7 is a side view of the guide unit 300 according to an embodiment of the present invention.

Referring to FIG. 7, the guide unit 300 according to an exemplary embodiment of the present invention may include a first plate 311 coupled to an upper portion of the tray 100, and a first guide magnet provided on the first plate 311. 310, a second plate 321 fixed to the upper wall of the chamber, a second guide magnet 320 provided on the second plate 321 spaced apart from the first guide magnet 310 by a predetermined interval, A predetermined distance from the side plate 330 extending from the side surface of the second plate 321, the third guide magnet 340 provided on the side surface of the first plate 311, and the third guide magnet 340. Spaced between the fourth guide magnet 350 disposed on the side plate 330 and spaced between the side plate 330 and the guide magnets 310, 320, 340, and 350 provided in a predetermined region of the side plate 330. It may include a second interval maintaining means 360 for maintaining a. Here, the third and fourth guide magnets 340 and 350 may be provided between the second plate 321 above the second guide magnet 320 and the side plate 330 facing the first guide magnet 320. 311) may be provided in two regions between the side plate 330 facing the second plate 330 and the side plate 330 facing the second plate 321. The first and second guide magnets 310 and 320 may have the same polarity so that the repulsive force acts on each other, and may have different polarities so that the attractive force acts on each other. In addition, the third and fourth guide magnets 340 and 350 may have the same polarity so that the repulsive force acts on each other. Therefore, the upper end of the tray 100 is guided so that the tray 100 does not fall down due to the attraction or repulsive force of the first and second guide magnets 310 and 320 and the repulsive force of the third and fourth guide magnets 340 and 350. Can be transferred. That is, since the repulsive force acts on the side by the third and fourth guide magnets 340 and 350, the vertical transfer of the tray 100 is more smoothly compared to the case of using the first and second guide magnets 310 and 320. can do. In addition, since the second gap maintaining means 360 is further provided, the swing width of the tray 100 can be kept constant, thereby making the vertical transfer of the tray 100 smoother.

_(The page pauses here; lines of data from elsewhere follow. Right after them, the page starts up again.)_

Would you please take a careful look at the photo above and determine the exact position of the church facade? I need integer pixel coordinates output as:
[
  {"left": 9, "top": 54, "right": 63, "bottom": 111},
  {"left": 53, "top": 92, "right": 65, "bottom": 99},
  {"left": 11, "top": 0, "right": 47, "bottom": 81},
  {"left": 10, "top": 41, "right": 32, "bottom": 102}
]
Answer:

Meanwhile, a transport guide for guiding the transport of the tray 100 may be further provided below the tray 100. The transfer guide may be provided spaced apart from the tray 100 with the tray 100 interposed therebetween. The transfer guide may be provided between the tray 100 and the chamber inner wall. That is, two transfer guides may be provided between the side of the chamber and the tray 100 so as to be spaced apart from the tray 100 by a predetermined interval. For example, the transfer guide may be provided outside the magnetic levitation portion 210 of FIGS. 3, 5, and 6. That is, the transfer guide may be provided between the second magnetic levitation means 212 of the magnetic levitation portion 210 and the chamber inner wall. When the transfer guide is provided between the second magnetic levitation means 212 and the chamber inner wall, the second magnetic levitation means 212 can be fixed from the bottom surface of the chamber. The substrate transfer apparatus having such a transfer guide will be described with reference to FIGS. 8 and 9 as follows.

8 is a side view of the magnetic transfer unit of the substrate transfer apparatus according to the fourth embodiment of the present invention.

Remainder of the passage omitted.